Berita

Persidangan kasus Bantuan Sosial dengan saksi Harry Van Sidabukke/RMOL

Hukum

Dicecar JPU Soal 'Berasnya Pak Menteri', Harry Van Sidabukke: Saya Cuma Gunakan Nama

SENIN, 24 MEI 2021 | 14:20 WIB | LAPORAN: JAMALUDIN AKMAL

"Berasnya Pak Menteri" jadi persoalan yang cukup panas dalam persidangan perkara dugaan suap bantuan sosial (bansos) sembako Covid-19 di Kementerian Sosial (Kemensos).

Berawal dari tim Jaksa Penuntut Umum (JPU) Komisi Pemberantasan Korupsi (KPK) yang memutar rekaman telepon terkait "Berasnya Pak Menteri" di ruang sidang.
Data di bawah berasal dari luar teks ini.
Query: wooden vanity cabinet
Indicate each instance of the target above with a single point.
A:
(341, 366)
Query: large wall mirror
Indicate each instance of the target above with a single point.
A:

Hal itu diputar untuk memberikan gambaran bagi Harry Van Sidabukke yang menjadi saksi untuk terdakwa Juliari Peter Batubara selaku mantan Menteri Sosial di Pengadilan Tindak Pidana Korupsi (Tipikor) pada Pengadilan Negeri Jakarta Pusat, Senin (24/5).


Harry yang merupakan pihak pemberi suap dalam perkara ini dihadirkan JPU sebagai saksi secara langsung di ruang persidangan.

Awalnya, tim JPU memutarkan rekaman telepon antara saksi Harry dengan Matheus Joko Santoso yang merupakan pejabat pembuat komitmen (PPK) dalam pengadaan bansos di Kemensos.

Sayang, suara rekaman tersebut tidak begitu terdengar jelas di ruang persidangan.

Usai mendengar rekaman tersebut, saksi Harry mengaku bahwa hal itu merupakan komunikasi antara dirinya dengan Joko.

"Membicarakan, beliau (Joko) menanyakan barang-barangnya sudah komplet atau belum. Jadi kalau beliau itu ke (PT) Rajawali (Parama Indonesia) tuh selalu begitu pak pertanyaannya, aman gak? Sudah komplit belum? Gitu pak. Waktu itu saya bilang, 'ini saya mau ke gudang ngecek barang-barangnya bapak'," kata Harry, Senin siang (24/5).

Selanjutnya Jaksa menyinggung adanya pembicaraan soal harga beras seperti yang terdengar di rekaman tersebut.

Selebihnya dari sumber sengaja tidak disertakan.